Hearings resumed Wednesday in New Mexico on a request from the state’s two main energy industry groups that the state’s “pit rule” be modified to make it more cost effective. An official with the state Energy, Minerals and Natural Resources Department indicated that additional hearings may be required by the Oil Conservation Commission (OCC). New Mexico’s Independent Petroleum Association (IPA) and Oil and Gas Association (OGA) have continued to seek administrative changes to state rules for handling natural gas and oil drilling production waste (see Daily GPI, May 22). Earlier, IPA and OGA representatives told the OCC that their costs are rising to comply with the pit rule, and ranchers expressed environmental concerns. After five days of testimony in May, the OCC was taking additional input and that was expected to require additional hearings beyond the one now scheduled for Friday (June 22). A final determination by the OCC will not come up until about a month after hearings are concluded, according to a state resources department official.

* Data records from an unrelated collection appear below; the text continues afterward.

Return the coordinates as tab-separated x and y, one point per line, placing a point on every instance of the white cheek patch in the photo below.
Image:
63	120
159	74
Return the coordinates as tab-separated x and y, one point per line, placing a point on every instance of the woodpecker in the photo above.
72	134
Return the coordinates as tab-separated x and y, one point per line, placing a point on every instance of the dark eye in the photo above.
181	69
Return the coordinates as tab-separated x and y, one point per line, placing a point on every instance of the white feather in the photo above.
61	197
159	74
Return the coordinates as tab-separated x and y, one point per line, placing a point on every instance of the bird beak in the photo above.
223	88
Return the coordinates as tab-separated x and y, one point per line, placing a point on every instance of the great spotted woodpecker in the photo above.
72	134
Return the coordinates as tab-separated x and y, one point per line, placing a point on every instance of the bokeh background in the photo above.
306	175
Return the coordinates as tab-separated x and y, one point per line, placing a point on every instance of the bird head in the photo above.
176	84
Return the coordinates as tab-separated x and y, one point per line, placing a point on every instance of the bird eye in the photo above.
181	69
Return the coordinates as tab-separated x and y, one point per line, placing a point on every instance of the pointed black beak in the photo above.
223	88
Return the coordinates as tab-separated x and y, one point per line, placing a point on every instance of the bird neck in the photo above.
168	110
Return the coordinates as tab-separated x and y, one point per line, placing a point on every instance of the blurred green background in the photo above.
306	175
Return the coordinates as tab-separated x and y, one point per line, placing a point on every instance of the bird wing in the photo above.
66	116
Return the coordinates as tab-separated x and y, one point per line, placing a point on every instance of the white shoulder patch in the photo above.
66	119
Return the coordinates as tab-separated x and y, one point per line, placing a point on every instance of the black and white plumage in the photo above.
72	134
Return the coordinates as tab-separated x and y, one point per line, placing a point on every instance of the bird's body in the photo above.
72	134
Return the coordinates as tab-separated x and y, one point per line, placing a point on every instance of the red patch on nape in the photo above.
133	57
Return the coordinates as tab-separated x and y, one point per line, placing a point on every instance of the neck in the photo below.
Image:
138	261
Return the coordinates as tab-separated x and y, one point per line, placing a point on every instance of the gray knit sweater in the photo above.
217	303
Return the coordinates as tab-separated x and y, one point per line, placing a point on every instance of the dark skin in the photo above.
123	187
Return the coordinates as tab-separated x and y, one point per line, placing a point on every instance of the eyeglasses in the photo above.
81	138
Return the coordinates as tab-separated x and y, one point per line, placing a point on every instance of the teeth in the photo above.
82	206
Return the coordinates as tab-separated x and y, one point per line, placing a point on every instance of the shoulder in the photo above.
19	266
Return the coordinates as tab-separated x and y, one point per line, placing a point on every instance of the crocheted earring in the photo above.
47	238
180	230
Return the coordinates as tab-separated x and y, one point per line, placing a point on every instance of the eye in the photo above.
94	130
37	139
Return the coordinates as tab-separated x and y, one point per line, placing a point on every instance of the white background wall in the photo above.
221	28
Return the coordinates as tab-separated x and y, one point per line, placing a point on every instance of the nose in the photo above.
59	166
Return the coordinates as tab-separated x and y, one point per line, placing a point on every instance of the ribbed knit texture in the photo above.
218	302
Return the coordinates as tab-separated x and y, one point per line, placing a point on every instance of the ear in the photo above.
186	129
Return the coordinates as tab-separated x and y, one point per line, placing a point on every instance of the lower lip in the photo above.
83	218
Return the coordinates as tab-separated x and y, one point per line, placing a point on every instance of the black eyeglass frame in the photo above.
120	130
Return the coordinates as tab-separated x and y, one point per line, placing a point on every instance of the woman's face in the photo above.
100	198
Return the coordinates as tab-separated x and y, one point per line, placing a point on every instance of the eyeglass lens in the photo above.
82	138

The Wyoming Public Service Commission (PSC) on Wednesday approved rate settlements for Rapid City, SD-based Black Hills Corp.‘s Cheyenne Light, Fuel & Power utility covering more than $4 million in annual natural gas and electricity rate increases. A $1.6 million, or approximately 4.9%, increase in annual gas utility revenues was approved, along with a $2.7 million, or approximately 2.7%, increase in annual power revenues for the combination utility. Both increases will be effective July 1. Typical gas and electric residential utility customers can expect monthly increases of $3.72 and $3.17, respectively. Utility officials said this was the first increase in the utility’s base rates in more than four years.